Designed by Gensler out of its Boston office and Amsterdam-based Concrete, the 272-room hotel will be right above North Station and will feature pod-like rooms spread over eight floors. Each will have modern technological amenities such as iPad room controls for lights, temperature, television, and blinds and Skype call rates.

The main entrance will be on the ground-floor on Causeway Street, which will lead to what the brand describes as one-minute self-service kiosks. From there guests—and the general public—can go four levels to a “signature living room” featuring artwork, books, designer furniture, and 24-7 food and drinks. There will also be an outdoor terrace off the living room with ping-ping tables and more designer furniture.

The brand also says its new hotel will be connected to TD Garden.

CitizenM launched in 2008 with a location at Amsterdam’s Schiphol Airport. Its first U.S. location opened in New York City in 2014, with another following in Gotham four years later.

The brand bills itself around the idea of “affordable luxury for the people”—or what it describes as higher-end hotel finishes and vibes without the hefty price tag. Rooms at the North Station location start at $254 a night, which is either average or just below average for Boston hotels, depending on the statistics cited.

The hotel will open in a particularly strong regional hospitality market. The nightly occupancy rate for Boston and Cambridge hotels was nearly 76 percent by the end of 2018, and has hovered around that percentage for several years now.
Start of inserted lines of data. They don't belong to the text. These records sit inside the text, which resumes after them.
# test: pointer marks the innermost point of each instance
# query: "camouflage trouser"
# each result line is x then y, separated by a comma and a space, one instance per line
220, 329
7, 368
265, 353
Plus, the region remains a fertile one for hospitality investors and developers (probably because of that consistently high demand). There have been major hotel sales, including of the Mandarin Oriental and the Hotel Commonwealth, and major openings and renovations, including of the Langham and the Taj Boston, in recent years.

There are also numerous hotels under development in the region, adding thousands of rooms. The biggest is a 1,055-key inn from Omni Hotels & Resorts and its partners across from the Boston Convention and Exhibition Center in the Seaport District.